• 2017年10月07日登録記事

川津幸子著「100文字レシピ」

100文字でレシピが収まる料理だけを収録、という発想が面白い料理本。
ジャンルは和食から洋食、主食からおつまみ、デザートまで多岐に渡っていて、バラエティ豊か。個人的には、檀一雄先生の本にある「ねぎ豚」の実践レシピが載っていて、これが嬉しかったです。
料理本ではなかなか見掛けない文庫サイズで、その小ささも良いですね。

完成写真と作り手のコメント、レシピ(100文字以内)という構造で、一応100文字では書ききれないコツなどは巻末に注釈としてまとまっていますが、これもそれほど多く無い文字量で、とにかく見た目の簡単さを徹底しています。

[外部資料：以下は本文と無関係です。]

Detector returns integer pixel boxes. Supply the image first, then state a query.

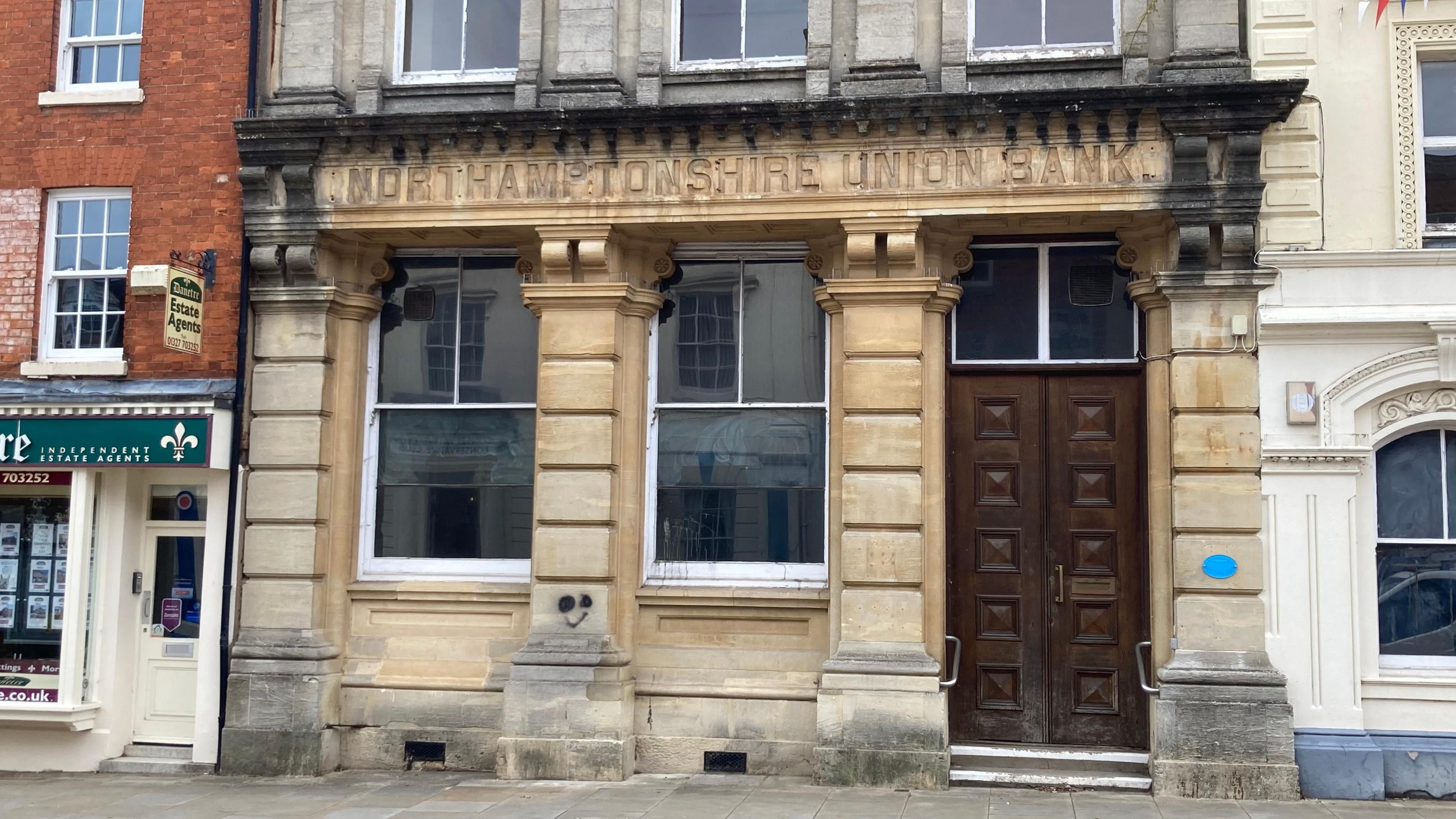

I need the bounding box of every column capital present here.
[814,275,961,315]
[521,281,662,318]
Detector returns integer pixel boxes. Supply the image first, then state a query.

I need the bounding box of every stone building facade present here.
[221,0,1315,799]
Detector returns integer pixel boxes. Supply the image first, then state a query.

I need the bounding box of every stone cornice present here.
[234,80,1306,166]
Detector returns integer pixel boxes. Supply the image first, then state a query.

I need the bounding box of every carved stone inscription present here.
[316,143,1168,207]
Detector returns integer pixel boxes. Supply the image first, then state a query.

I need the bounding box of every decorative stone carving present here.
[1376,388,1456,430]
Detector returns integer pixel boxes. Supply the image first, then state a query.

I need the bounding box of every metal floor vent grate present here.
[703,750,748,774]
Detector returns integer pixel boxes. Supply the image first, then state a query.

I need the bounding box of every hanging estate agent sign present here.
[0,415,211,468]
[162,265,202,356]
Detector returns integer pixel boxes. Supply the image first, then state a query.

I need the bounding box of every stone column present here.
[496,226,671,781]
[221,245,387,775]
[839,0,927,96]
[1134,267,1299,799]
[264,0,348,116]
[540,0,626,108]
[814,219,961,788]
[1162,0,1249,83]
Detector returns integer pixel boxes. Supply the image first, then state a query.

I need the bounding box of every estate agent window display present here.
[359,251,537,582]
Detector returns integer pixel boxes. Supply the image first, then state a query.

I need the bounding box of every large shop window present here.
[970,0,1117,60]
[648,259,827,584]
[399,0,521,82]
[57,0,141,90]
[677,0,810,69]
[951,243,1137,364]
[41,188,131,358]
[1421,61,1456,248]
[361,255,537,579]
[1374,430,1456,667]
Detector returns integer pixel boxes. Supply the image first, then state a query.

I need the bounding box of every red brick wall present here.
[0,0,249,379]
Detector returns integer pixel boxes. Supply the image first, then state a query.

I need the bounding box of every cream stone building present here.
[1251,0,1456,799]
[221,0,1321,799]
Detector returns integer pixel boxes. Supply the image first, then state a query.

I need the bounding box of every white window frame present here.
[1415,51,1456,240]
[642,245,832,589]
[673,0,810,71]
[55,0,147,92]
[358,248,536,583]
[965,0,1123,63]
[395,0,532,86]
[1370,425,1456,670]
[951,240,1143,364]
[36,188,135,361]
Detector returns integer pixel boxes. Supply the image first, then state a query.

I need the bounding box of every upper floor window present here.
[677,0,810,67]
[362,255,537,579]
[399,0,521,82]
[1374,430,1456,667]
[41,188,131,358]
[58,0,141,88]
[648,252,828,583]
[951,242,1137,363]
[970,0,1117,60]
[1421,61,1456,246]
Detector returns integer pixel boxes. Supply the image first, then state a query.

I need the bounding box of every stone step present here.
[951,768,1153,793]
[96,756,213,777]
[951,743,1147,775]
[121,742,192,759]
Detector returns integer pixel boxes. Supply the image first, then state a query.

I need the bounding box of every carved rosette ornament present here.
[1376,388,1456,430]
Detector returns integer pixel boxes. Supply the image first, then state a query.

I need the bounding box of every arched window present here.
[1374,430,1456,665]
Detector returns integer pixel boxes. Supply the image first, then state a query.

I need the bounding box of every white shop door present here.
[132,526,205,745]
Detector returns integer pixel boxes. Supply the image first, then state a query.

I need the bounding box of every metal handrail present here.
[1133,641,1159,697]
[941,634,961,691]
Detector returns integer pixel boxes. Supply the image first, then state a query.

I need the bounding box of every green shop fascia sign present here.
[0,415,211,466]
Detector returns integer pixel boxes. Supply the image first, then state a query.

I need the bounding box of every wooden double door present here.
[946,372,1147,748]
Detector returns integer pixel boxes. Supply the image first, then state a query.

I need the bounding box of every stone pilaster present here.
[814,219,961,788]
[1162,0,1249,83]
[496,226,670,781]
[264,0,348,116]
[540,0,626,108]
[221,270,381,775]
[1134,268,1299,799]
[839,0,929,96]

ただ、レシピが簡単だから作るのも簡単な料理ばかりか?と問うと、少し疑問もあります。
何と言っても、調味料の指定が厳しいのです。
例えば、相当中華料理を作る人でないと「甜麺醤」は常備していないだろうし、味のイメージも湧かないと思います。少なくとも私は「豆板醤」との違いが分かりません。前述の「ねぎ豚」にしても、紹興酒が必要になっていますが、持っていません。味のイメージからすると、日本酒とみりんで良いかな……。

気楽な料理本にするなら、どの家庭でもある調味料を中心に組み立てて欲しかったかな、と思います。